La promoción cultural como política pública



Por Bernardo Aguilar Rodríguez

Una de las funciones del Estado moderno radica en garantizar a sus ciudadanos el acceso a todos los medios que permitan su desarrollo integral, entendiendo por esto desde educación de calidad hasta oportunidades de trabajo. Las herramientas con las que cuenta el Estado para cumplir con este objetivo se asientan en las diversas políticas que se planean y ejecutan persiguiendo fines en concreto. Empero, en nuestro país, aparentemente, la ejecución de éstas se remite exclusivamente a ámbitos económicos, demográficos, empresariales y sociales; así, existe poco o nulo acercamiento a una real promoción de la cultura.

En términos generales, las políticas de Estado que se han enfocado al ámbito cultural –para clarificar la diferencia entre éstas y las políticas públicas, es preciso señalar que, mientras las primeras se formulan desde el gobierno de manera unilateral, las segundas se refieren a las acciones que se realizan conjuntamente; por lo tanto, involucran la intervención del gobierno y los ciudadanos– se han limitado a la divulgación de ciertas esferas del arte, como las escénicas o las de expresión literaria, sin que esto represente un verdadero esfuerzo por hacer que la cultura sea accesible para todos y, aún más, que ésta sea abrevadero para un auténtico crecimiento de la persona.
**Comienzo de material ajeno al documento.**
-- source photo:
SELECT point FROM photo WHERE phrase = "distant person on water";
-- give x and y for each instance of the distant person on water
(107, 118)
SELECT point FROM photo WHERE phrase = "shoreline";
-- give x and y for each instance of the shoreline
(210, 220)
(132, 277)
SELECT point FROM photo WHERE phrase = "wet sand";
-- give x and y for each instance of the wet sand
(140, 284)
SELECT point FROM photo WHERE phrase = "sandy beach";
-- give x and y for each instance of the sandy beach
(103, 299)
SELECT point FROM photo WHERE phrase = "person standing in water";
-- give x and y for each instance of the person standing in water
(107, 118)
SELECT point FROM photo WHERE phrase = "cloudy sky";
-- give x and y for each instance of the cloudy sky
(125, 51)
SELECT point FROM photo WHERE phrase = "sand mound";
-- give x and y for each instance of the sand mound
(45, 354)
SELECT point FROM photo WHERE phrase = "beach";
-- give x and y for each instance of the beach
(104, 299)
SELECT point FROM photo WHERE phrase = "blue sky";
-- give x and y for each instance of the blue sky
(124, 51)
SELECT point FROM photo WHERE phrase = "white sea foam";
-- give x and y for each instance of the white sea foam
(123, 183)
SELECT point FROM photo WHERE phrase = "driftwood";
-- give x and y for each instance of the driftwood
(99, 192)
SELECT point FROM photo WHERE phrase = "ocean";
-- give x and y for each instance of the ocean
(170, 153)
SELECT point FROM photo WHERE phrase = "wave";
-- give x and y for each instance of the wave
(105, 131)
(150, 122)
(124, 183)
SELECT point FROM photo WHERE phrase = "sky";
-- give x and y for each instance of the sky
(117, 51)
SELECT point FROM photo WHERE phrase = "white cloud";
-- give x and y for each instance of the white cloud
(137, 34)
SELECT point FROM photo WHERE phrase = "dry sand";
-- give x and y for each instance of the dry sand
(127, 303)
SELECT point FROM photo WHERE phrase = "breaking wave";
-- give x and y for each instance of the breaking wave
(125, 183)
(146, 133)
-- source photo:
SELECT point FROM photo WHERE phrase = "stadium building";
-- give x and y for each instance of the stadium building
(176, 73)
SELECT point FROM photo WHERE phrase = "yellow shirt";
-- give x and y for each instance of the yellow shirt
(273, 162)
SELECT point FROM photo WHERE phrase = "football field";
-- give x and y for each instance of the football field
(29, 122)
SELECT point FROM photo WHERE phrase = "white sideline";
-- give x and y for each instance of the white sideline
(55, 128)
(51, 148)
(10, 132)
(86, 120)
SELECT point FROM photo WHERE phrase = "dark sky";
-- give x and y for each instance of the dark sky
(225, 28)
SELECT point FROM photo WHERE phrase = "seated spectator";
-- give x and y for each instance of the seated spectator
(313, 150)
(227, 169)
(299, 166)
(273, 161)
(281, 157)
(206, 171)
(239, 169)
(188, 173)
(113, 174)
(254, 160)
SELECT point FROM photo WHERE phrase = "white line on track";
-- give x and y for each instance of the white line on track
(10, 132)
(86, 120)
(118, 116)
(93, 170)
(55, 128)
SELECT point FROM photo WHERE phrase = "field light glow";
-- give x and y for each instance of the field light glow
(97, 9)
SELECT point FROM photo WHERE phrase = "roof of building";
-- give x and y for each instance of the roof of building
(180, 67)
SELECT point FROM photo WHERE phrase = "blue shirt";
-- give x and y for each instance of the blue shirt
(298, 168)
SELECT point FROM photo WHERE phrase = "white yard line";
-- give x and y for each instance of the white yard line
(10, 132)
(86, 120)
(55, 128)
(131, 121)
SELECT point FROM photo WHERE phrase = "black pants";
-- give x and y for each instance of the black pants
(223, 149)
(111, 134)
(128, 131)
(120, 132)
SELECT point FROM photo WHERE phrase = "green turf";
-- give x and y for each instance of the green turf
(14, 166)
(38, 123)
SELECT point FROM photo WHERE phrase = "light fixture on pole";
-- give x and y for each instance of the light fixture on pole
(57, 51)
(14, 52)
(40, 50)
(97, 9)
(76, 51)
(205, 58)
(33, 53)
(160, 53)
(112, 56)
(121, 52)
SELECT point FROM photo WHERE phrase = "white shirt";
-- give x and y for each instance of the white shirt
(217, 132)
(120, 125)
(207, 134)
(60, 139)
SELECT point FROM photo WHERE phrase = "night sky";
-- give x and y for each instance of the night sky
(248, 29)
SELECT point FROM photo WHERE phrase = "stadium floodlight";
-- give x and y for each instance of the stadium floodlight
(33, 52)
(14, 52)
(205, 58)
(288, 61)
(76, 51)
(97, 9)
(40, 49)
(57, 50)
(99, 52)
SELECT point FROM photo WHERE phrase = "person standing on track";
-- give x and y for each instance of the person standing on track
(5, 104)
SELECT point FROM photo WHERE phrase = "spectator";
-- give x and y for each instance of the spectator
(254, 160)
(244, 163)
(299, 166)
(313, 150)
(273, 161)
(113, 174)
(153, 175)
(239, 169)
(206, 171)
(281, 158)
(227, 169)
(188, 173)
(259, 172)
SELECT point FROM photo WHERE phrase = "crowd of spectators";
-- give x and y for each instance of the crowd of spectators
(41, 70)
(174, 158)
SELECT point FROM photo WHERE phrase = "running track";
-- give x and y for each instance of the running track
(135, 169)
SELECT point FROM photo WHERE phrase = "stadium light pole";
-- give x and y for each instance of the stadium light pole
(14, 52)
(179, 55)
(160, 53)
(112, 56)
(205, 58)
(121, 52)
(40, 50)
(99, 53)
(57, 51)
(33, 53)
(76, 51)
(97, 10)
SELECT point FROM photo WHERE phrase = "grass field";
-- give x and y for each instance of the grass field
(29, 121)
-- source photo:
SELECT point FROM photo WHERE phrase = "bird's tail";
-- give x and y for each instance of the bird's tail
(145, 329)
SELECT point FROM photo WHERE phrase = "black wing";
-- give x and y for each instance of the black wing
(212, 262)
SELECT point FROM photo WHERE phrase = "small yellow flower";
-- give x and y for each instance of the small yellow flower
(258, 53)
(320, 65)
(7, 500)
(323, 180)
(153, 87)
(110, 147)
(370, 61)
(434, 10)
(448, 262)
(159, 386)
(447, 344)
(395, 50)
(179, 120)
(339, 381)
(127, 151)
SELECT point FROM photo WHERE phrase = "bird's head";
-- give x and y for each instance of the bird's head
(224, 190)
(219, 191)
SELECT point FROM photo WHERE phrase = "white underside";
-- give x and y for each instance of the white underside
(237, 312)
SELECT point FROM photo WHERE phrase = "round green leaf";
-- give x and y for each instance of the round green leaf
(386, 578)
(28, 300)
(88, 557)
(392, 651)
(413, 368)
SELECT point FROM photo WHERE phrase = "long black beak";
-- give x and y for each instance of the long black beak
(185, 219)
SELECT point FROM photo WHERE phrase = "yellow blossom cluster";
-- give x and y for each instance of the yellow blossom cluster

En efecto, se ha impulsado una promoción importante para el teatro, la danza y la poesía, entre otras manifestaciones semejantes, pero no se ha presentado con oportunidad una programación real que encamine una parte de la estructura administrativa hacia el enriquecimiento cultural de todos los ciudadanos.

Ahora bien, valdría la pena interrogarse sobre si esta función es exclusiva del Estado o si, por el contrario, también abre las puertas para la participación no sólo de aquellos que generan y promueven la cultura, sino también para todos aquellos que están interesados en ella. En este sentido, la necesidad imperante estriba en el establecimiento de políticas públicas que, por un lado, activen de manera eficaz el aparato de gobierno diseñado exclusivamente a esta área y, por el otro, sean un canal de constante interacción entre los ciudadanos y el Estado para crear, modificar y ejecutar los planes que se encaminen hacia una verdadera promoción de la cultura.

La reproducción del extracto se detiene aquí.